So, what thoughts and images does a name conjure up? Mention a name or even the question; ‘Who was Richard III?’ for instance; the response may be something like ‘Oh yes, the wicked uncle who did away with his nephews in the tower’; Winston Churchill; ‘He won us the Second World War'; JFK; ‘Shot in the head in Dallas'; Anne Boleyn; ‘Henry VIII chopped her head off’!!! And thus, we nearly always have some kind of response; the more enlightened of us know there is no ‘simple’ answer to those questions. And, although we each have our own personal viewpoint, the fact is, most of us will have some idea of who these people were, even if they know nothing more than the very briefest of detail.
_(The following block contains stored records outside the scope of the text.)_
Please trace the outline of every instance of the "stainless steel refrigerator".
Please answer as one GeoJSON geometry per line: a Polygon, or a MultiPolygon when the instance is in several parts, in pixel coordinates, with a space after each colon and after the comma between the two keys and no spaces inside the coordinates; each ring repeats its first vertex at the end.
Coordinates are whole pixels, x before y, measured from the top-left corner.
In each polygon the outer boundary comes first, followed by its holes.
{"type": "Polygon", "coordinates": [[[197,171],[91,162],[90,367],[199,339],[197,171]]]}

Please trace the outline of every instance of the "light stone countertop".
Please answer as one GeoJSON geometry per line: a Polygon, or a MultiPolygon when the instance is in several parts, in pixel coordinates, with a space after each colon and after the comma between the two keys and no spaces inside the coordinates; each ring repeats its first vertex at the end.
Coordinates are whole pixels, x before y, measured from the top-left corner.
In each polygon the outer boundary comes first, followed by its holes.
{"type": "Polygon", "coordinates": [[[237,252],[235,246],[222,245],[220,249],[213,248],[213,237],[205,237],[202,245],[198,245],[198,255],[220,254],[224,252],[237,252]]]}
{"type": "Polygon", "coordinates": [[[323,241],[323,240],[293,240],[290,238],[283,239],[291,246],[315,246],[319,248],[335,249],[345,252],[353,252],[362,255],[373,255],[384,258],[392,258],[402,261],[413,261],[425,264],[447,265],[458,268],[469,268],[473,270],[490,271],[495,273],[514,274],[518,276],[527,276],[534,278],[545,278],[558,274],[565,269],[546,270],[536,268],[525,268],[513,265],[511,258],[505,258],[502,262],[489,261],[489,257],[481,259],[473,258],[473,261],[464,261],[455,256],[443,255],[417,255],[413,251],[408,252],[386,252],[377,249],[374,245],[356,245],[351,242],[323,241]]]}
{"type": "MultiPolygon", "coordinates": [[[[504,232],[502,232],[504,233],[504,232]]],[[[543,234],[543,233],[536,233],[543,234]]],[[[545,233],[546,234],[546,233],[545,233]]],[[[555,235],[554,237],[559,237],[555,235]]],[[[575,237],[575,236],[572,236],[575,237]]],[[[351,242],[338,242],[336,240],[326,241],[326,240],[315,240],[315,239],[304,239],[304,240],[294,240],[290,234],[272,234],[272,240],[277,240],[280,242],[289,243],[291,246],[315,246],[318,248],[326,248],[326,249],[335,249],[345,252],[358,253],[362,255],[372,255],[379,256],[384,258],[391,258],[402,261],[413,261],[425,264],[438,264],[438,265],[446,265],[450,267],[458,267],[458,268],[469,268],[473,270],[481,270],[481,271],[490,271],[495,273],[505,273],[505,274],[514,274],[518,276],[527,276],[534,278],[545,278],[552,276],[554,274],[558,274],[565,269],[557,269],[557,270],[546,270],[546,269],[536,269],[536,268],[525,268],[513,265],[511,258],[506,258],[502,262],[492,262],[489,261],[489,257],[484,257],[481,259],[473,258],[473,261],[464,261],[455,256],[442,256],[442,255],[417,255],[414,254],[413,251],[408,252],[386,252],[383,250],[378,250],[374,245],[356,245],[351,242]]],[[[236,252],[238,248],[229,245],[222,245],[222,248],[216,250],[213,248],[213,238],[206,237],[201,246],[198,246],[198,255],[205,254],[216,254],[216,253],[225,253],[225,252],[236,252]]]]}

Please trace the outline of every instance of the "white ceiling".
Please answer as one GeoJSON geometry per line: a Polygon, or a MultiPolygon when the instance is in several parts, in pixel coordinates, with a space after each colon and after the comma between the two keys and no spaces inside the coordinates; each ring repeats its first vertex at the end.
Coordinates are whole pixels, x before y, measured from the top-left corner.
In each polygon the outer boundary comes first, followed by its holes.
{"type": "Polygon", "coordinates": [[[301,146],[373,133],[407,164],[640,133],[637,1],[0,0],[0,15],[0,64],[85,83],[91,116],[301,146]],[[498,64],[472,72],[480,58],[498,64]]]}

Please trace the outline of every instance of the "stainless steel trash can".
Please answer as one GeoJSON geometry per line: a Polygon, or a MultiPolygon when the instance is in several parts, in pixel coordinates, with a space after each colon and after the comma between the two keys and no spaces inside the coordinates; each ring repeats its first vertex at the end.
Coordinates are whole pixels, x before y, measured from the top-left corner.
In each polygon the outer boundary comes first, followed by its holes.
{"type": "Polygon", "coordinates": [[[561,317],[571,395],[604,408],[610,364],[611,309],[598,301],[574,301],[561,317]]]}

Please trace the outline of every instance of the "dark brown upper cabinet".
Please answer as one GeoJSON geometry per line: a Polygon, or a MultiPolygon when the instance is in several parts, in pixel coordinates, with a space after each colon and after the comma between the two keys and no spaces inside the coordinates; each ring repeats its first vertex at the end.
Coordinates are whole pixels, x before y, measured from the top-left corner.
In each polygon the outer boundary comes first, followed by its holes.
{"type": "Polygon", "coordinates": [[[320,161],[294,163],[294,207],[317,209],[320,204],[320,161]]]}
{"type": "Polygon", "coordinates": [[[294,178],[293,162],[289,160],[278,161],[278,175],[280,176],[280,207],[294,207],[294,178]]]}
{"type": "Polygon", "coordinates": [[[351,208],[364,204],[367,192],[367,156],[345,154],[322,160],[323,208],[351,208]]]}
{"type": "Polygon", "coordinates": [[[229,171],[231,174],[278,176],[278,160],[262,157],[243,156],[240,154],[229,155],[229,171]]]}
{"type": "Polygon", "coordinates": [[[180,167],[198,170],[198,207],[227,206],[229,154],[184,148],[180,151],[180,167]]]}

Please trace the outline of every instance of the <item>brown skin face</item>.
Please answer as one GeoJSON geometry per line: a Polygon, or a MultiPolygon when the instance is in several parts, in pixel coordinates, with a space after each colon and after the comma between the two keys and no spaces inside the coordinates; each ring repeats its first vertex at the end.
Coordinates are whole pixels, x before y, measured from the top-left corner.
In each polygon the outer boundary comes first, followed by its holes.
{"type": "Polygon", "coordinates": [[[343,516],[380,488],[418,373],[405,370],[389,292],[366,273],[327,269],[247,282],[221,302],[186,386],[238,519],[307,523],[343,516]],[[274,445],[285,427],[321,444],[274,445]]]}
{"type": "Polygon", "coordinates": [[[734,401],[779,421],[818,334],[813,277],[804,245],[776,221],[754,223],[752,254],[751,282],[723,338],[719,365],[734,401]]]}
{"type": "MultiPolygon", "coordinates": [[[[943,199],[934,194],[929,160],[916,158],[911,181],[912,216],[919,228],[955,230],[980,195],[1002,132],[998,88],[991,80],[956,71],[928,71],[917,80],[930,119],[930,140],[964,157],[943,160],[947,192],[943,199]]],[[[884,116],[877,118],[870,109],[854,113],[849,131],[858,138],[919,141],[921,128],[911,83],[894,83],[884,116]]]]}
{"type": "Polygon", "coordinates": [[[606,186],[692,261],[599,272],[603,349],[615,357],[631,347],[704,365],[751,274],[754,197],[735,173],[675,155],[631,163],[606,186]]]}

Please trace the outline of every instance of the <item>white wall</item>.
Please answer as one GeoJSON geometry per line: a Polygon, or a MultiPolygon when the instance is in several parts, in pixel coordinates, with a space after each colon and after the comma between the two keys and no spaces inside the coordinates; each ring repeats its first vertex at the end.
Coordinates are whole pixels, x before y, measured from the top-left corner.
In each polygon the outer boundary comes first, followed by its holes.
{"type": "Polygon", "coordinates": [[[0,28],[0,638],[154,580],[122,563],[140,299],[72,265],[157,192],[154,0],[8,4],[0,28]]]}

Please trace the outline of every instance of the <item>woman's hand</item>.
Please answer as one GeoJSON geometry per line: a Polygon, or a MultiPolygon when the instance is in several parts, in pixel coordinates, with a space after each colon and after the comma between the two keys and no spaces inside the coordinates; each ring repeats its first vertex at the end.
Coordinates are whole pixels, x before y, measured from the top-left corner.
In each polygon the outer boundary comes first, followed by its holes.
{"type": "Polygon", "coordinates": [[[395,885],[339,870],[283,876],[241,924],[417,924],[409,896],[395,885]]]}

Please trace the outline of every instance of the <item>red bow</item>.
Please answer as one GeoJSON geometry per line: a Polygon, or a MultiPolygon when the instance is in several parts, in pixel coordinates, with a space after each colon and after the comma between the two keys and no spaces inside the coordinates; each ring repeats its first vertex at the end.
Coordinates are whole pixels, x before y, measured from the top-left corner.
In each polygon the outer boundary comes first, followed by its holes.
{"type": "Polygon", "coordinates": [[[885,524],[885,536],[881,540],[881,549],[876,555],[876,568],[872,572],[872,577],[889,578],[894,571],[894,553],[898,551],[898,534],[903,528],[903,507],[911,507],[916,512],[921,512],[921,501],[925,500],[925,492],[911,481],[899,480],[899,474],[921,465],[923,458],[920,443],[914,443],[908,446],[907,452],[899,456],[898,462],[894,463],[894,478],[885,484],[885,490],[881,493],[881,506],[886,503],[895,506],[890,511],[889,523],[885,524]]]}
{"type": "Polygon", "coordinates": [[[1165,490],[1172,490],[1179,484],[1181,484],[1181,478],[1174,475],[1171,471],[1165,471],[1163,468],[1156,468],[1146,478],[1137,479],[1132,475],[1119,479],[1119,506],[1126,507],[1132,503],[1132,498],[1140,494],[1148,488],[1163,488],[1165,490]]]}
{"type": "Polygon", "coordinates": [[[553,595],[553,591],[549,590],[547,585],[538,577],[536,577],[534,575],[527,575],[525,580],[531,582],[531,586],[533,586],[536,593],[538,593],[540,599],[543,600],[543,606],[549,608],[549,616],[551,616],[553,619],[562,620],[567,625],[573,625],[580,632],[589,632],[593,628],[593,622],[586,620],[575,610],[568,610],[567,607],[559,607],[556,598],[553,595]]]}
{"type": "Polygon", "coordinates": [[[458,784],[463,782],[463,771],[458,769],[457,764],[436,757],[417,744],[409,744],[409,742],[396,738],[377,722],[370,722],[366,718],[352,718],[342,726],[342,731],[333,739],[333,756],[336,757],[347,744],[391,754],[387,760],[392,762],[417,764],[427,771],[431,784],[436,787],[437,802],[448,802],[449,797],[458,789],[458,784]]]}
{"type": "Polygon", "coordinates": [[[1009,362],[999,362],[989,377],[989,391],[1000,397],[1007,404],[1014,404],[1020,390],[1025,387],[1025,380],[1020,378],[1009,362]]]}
The name, Anne Boleyn. Just who was she, and why it is that even today, some 475 years after her horrible death, people are able to answer that question, even if it is a somewhat limited response. The simple answer is that Anne Boleyn, though dying at a comparatively young age, has managed to live on, in the hearts and minds of people down the years. But perhaps more importantly, she has also been, to some degree, hidden deep inside the English psyche, as a person to whom we, as a people feel was for want of a better word, ‘framed’ and most despicably dealt with by the laws of her period and her name still evokes a reaction even in today’s so called liberal society.
Anne, I feel, has managed to make an impact on history, simply because she was someone who was and is, that little bit too close for comfort to our own wants, needs and desires and, in so being we can relate to each and every move she made though it were ourselves, but given the security of time and distance. We have the luxury of being spectators at a life played out on the historical stage, with each of the actors playing their parts adeptly. We can visit the different scene sets, where the acts take place, Hever Castle, Hampton Court, The Tower, Westminster etc. We can imagine the Boleyn family, at supper, at prayer and in conference with ‘Uncle Norfolk’. We can even go the places in France, where the young Anne learned how to conduct herself and become skilled at Court etiquette.
Although we can never be sure of Henry’s thoughts and feelings throughout those short weeks around the end of June/beginning of May 1536, we do know that both his Counsel and his Clergy were working overtime to find a solution to the ‘heir’ issue and, many would say, a way to remove the overly ambitious Boleyn faction at court. Eventually the only way that presented itself to them, was to literally remove the head from the body and in doing so, the adjoining sections would be left to wither away. However much Anne had wanted to be Queen of England, one has to remember that the whole was bigger than the one, and Anne was the forfeit made in order to remove both issues of heir and over mighty subjects in one fell swoop. To eradicate a living Queen from the throne of England, regardless of how she had made her way there, now became a precedent for future generations. It also provided that no one subject was greater than either the King and, certainly at the time in question, his immediate Counsel, Master Secretary, Cromwell. Although there were further horrendous acts played out, both in Henry’s future and in the years following his rule i.e. Mary, Queen of Scots, no one Queen has been spoken of more and has divided opinion, than Anne Boleyn.
Why Anne Boleyn and why not Catherine Howard? Simply because, these two Queens though related, were poles apart when you begin to look deeper into their personalities and characteristics. Anne, when the time came, could see her chance at the glittering prize, i.e. becoming Queen and she knew how to reel in Henry, until the day came when she obtained that for which she had striven so long to achieve. Whereas Catherine, though educated and from a grand background, was merely used as a pawn and a tool for her own family’s ambitions. It was unfortunate that Catherine was not given better guidance from her family and I feel her naivety led to her sad and untimely downfall. Catherine Howard was manoeuvred into playing a part for which she was not clever enough to have read the script!
And so to realise what impact Anne’s life and death had on history, we really only need to look at ourselves and our own nature. Anne played the game of life with its ultimate prize and lost. We can look at her case through the safety of time having passed by, but really the answer to the question; did she make an impact on history, then the answer is certainly; yes she did. Why? Because Anne Boleyn was and still is a person we can all relate to, from the lurch in our stomach we feel when her final scene is played out on TV or cinema screen, to our disbelief in man’s merciless and brutal actions to another human being. It is still the case that one woman’s life and death many years ago can still make us reflect on who and what we are today.